Il y a quelques temps, j’ai assisté avec horreur au meurtre d’un humain par un autre humain, sous l’assistance et/ou la protection d’un autre humain. Le reste du monde s’est indigné, les ires sont montées, des tweets ont plu, des spéculations ont trouvés leur place et des « héros » sont tombés. Et comme la nature a horreur du vide, on veut en proposer d’autres héros, ceux-là probablement plus irréprochables. Bref, on essaie de réécrire l’histoire.
La semaine dernière, pendant un appel d’un de mes proches amis qui vit au Canada (ce dernier se demandait s’il retrouvera les siens chez mère patrie avec le nouveau président), nous avons évoqué les réactions suscités par le sinistre assassinat de Georges Floyd, en particulier celle de destruction des statues des illustres esclavagistes. Pour lui, une telle réaction est compréhensible, justifiable et louable. Elle est une justice des temps modernes sur les monstres que furent ces hommes.

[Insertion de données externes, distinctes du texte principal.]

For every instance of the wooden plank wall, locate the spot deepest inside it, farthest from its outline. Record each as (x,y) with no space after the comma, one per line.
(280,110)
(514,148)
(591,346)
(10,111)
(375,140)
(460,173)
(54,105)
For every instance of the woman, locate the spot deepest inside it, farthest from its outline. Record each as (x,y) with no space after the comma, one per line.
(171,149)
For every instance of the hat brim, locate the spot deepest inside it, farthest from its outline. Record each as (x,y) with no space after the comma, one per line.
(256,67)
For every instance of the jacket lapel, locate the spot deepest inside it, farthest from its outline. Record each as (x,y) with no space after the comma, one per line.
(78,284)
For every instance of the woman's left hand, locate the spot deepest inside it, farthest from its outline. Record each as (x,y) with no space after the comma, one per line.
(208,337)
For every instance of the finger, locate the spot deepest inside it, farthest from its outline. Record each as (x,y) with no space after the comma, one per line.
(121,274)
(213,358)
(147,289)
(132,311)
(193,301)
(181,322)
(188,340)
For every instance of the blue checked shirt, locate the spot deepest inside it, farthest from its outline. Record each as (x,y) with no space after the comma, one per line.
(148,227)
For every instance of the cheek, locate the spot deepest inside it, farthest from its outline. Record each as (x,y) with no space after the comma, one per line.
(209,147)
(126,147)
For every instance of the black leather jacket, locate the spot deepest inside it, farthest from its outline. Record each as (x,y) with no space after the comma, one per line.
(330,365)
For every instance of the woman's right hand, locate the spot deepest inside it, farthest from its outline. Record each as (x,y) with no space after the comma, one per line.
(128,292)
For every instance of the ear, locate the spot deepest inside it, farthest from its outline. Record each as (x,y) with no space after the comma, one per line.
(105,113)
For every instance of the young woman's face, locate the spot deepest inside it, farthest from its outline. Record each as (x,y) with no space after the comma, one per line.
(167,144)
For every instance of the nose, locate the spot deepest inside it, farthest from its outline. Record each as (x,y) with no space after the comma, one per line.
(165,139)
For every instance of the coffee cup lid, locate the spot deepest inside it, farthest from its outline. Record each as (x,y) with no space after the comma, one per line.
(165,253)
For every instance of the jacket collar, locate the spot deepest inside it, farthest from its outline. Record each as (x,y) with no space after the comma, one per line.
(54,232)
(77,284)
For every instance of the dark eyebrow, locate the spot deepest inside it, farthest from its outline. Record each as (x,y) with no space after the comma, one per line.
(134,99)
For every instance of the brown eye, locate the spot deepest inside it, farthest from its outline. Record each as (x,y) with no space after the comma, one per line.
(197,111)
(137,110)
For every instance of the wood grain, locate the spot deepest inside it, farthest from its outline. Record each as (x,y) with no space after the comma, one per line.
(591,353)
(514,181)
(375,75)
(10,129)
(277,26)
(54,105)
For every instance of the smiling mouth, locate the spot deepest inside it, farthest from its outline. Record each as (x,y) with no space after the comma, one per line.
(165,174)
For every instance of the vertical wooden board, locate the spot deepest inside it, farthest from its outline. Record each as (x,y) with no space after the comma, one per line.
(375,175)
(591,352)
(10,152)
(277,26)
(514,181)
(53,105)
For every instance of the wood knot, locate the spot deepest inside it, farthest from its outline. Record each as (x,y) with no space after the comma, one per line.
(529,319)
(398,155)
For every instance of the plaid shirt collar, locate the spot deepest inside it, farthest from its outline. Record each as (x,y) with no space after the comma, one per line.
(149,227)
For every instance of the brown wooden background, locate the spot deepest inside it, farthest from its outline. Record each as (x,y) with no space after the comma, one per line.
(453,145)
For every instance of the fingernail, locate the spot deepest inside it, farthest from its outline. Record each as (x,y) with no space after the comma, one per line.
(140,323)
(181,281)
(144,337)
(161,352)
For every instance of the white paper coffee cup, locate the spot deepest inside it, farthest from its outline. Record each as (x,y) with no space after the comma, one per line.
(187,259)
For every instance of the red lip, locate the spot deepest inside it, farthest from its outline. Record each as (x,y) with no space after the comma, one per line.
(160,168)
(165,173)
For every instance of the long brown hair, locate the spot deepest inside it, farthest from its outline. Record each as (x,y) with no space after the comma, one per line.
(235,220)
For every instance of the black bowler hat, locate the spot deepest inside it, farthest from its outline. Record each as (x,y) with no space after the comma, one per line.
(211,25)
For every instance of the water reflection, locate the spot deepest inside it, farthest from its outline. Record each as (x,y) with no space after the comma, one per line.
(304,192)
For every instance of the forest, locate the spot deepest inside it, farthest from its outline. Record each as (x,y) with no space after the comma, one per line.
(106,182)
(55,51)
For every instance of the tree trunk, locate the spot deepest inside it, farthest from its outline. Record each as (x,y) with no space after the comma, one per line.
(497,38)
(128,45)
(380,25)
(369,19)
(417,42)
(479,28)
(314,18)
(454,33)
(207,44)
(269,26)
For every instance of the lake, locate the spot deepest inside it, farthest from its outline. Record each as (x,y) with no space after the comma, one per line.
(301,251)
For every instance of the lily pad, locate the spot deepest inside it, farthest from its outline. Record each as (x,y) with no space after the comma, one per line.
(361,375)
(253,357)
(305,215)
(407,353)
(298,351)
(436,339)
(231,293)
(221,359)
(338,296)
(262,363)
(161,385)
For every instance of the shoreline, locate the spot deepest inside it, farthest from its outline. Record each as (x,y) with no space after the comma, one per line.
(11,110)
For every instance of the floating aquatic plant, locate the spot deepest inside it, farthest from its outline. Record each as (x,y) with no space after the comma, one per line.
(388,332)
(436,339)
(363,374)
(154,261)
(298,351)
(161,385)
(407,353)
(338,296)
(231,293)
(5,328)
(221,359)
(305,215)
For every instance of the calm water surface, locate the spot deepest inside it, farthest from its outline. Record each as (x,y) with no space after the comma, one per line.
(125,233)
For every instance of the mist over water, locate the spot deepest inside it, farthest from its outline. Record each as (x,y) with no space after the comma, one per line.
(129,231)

Entre deux assertions, il se rappela à voix haute, son séjour de quelques semaines au pays de l’oncle Sam, le dégoût qu’il a ressenti au tournant de cette avenue au centre duquel était érigée une statue d’un ancien esclavagiste (il se retint de mentionner son nom), lorsqu’il l’observait. Cette effigie était la représentation flagrante du cynisme éhonté du bourreau qu’a été le colon. Il représentait un passé qui crachait à la gueule des autochtones leur rappelant le sacrifice obligé de leurs aïeuls.
Donc décapiter Christophe Colomb ou rebaptiser la Colombie ne serait qu’une façon honorable de rendre justice aux victimes des soleils des grandes découvertes et de rayer ces monstres de l’histoire de l’humanité.
Des héros de plus en plus contestés
Dans mes heures de profonde solitude, entre deux bâillements, je scrollai sur WhatsApp les statuts de mes digitaux contacts. Je tombai sur un statut de Gandhi avec une affirmation (à vérifier) selon laquelle, en plus d’être un raciste qui soutenait l’infériorité de la race noire, c’était un pédophile (refoulé peut-être). Ma récente discussion sur le bien-fondé des destructions des statues encore fraîche, à un autre ami qui se cherche une place dans la France de Colbert, je posai la question si on devra aussi effacer et/ou modifier les traces de Gandhi dans l’histoire. Vingt-quatre heures plus tard, nous nous sommes convenus de laisser tranquille son statut de héros de la nation collé par les vainqueurs de l’histoire de son époque.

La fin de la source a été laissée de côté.